Abuse doesn’t always start with violence. It’s often subtle at first—little things that don’t seem alarming on their own but slowly escalate over time. When I look back, I can see all the signs that were there from the beginning.
It started with control disguised as concern. He wanted to know where I was, who I was talking to, what I was doing at all times. If I didn’t answer fast enough, there was accusations of "who are you talking to" & accusing me of cheating. Which I never did. I never even talk to anyone the whole time we were married, or dating. I didn't realize this at the time, but it wasn't insecurity on his part—it was control.
Then came the isolation. Over time, my world got smaller. He didn’t like certain friends. He had issues with my family. He made it uncomfortable to keep relationships outside of him. Slowly, I lost my support system without even realizing it. If I did ever go meet a girlfriend for lunch, he would use that as a weapon against me and go out and do something I actually wanted to do without me on purpose, like go to a concert, and leave me behind as punishment.
Gaslighting was a huge part of it. If I ever pointed out something that felt wrong, he’d twist it around. “That’s not what happened.” "It was just a joke", “You’re too sensitive” “You always try to start shit!” After a while, I started questioning myself. Was I overreacting? Was it really that bad?
The emotional abuse turned into intimidation. The look in his eyes when he was angry. The way he’d break things or punch walls instead of me, punching my pillow with my head on it, kicking the bathroom door in because I was "taking too long" & I had my phone with me so surly i was up to no good 🙄 . Dismantling the house as he called it when he would get mad at me and just start taking things off the walls and taking things that belonged to me and putting them in places, they didn't belong like my computer, office chair, & craft projects. Just to make me react.
By the time it escalated to physical violence, I had already been conditioned to make excuses. He was stressed. He was drinking. He had a hard childhood. I told myself every reason except the truth: He was abusive.
When he held me hostage at gunpoint, I was stuck in a house with him for days after, snowed in, and by the time I could have called for help, things felt “okay” again. But abuse doesn’t just go away. It always comes back, worse each time.
I didn’t know then what I know now. If someone is making you feel small, afraid, or like you’re walking on eggshells, those are signs. Abuse doesn’t have to leave bruises to be real. If something feels wrong, trust yourself.
I didn’t even realize I was being abused until I got lucky and stumbled across a Facebook post about the different types of abuse. I had always thought of abuse as something physical—black eyes, broken bones—but that post made me realize it was so much more than that.

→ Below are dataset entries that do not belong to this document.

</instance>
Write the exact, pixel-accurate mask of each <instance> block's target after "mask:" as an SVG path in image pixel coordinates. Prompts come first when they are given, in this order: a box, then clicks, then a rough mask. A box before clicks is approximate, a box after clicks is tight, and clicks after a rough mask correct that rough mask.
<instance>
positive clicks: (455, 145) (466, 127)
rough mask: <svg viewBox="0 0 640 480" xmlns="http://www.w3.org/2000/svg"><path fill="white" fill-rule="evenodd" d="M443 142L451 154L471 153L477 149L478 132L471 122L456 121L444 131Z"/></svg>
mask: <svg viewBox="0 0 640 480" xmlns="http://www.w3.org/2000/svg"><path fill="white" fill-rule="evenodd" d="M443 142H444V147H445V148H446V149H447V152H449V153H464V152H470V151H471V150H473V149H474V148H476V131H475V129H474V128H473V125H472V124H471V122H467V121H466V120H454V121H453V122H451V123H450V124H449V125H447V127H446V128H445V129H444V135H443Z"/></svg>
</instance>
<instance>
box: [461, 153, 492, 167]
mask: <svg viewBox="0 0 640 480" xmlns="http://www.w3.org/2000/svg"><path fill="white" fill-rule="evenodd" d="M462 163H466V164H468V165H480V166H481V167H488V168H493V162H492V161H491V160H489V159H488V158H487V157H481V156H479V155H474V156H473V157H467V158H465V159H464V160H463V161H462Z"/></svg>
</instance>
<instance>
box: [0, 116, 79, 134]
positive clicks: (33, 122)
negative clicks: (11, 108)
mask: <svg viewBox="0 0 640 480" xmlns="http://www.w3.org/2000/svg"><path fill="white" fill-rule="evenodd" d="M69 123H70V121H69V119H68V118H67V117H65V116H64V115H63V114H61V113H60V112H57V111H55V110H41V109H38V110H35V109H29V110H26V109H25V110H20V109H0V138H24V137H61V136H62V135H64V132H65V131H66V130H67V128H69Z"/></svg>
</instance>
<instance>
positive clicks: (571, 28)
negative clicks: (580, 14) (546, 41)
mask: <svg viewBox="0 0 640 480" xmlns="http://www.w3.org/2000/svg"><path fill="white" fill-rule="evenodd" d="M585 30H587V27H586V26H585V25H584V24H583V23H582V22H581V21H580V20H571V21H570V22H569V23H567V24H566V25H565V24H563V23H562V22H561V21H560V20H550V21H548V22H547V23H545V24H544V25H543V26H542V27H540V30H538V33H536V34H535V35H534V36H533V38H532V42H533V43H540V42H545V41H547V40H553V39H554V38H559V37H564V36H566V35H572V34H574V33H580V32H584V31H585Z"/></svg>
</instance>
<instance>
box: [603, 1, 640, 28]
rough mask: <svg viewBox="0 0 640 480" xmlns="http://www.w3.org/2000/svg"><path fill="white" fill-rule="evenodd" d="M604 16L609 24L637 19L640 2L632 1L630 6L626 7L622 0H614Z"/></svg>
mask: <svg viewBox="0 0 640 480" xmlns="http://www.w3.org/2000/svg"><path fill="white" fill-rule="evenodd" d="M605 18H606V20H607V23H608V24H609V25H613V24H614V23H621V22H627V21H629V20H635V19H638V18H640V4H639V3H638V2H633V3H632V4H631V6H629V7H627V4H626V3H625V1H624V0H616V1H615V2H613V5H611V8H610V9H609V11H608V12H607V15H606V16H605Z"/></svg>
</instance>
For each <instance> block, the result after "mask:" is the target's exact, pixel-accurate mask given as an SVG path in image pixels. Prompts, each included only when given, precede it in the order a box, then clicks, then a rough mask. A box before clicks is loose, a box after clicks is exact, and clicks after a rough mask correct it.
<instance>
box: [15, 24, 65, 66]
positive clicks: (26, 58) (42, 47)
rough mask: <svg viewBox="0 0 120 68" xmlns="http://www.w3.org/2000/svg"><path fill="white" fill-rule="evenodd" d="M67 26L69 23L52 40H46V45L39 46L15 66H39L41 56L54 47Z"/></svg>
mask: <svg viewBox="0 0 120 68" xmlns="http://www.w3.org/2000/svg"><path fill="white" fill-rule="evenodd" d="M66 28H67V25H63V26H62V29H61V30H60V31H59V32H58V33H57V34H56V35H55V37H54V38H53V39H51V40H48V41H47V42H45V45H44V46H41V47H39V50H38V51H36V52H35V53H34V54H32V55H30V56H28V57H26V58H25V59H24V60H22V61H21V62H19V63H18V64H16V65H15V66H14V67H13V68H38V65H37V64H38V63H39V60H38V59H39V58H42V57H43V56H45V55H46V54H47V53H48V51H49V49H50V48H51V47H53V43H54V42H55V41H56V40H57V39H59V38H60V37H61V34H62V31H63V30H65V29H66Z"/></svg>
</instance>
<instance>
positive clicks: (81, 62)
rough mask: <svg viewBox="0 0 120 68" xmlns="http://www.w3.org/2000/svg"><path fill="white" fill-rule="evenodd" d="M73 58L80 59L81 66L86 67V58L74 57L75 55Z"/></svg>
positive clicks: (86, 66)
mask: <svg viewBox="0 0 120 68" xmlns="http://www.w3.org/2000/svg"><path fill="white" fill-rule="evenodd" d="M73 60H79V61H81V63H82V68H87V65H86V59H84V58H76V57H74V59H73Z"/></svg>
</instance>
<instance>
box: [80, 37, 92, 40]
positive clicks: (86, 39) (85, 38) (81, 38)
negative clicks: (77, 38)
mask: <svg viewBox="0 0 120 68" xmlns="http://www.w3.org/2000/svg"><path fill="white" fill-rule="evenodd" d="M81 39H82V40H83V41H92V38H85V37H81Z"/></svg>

The control, the gaslighting, the intimidation—it all fit. I joined a Facebook group where women were sharing their experiences, and I saw my life written in their stories. The exact same things he said, the same patterns, the same cycle of calm, tension, and fear. That’s when I knew it wasn’t just a rough patch or something that would get better. It was abuse. It wasn’t going to stop.
Resources for Domestic Abuse Support
If you’re in an abusive situation or trying to process what’s happening, these resources might help:
National Domestic Violence Hotline – Call 800-799-7233 or chat at thehotline.org (24/7, confidential support)
Love Is Respect – Focuses on dating abuse and healthy relationships. Call 866-331-9474 or visit loveisrespect.org
StrongHearts Native Helpline – Support for Native American and Alaska Native survivors: 1-844-762-8483 or strongheartshelpline.org
WomensLaw.org – Legal information and help for survivors, including restraining orders: womenslaw.org
Domestic Shelters – Find shelters and local support: domesticshelters.org
Rainn – If abuse includes sexual violence, RAINN offers support: 800-656-HOPE or rainn.org
(at the time I'm writing this for some reason it won't let me put clickable links in this post. I'm so sorry, but for this, you might have to copy and paste.)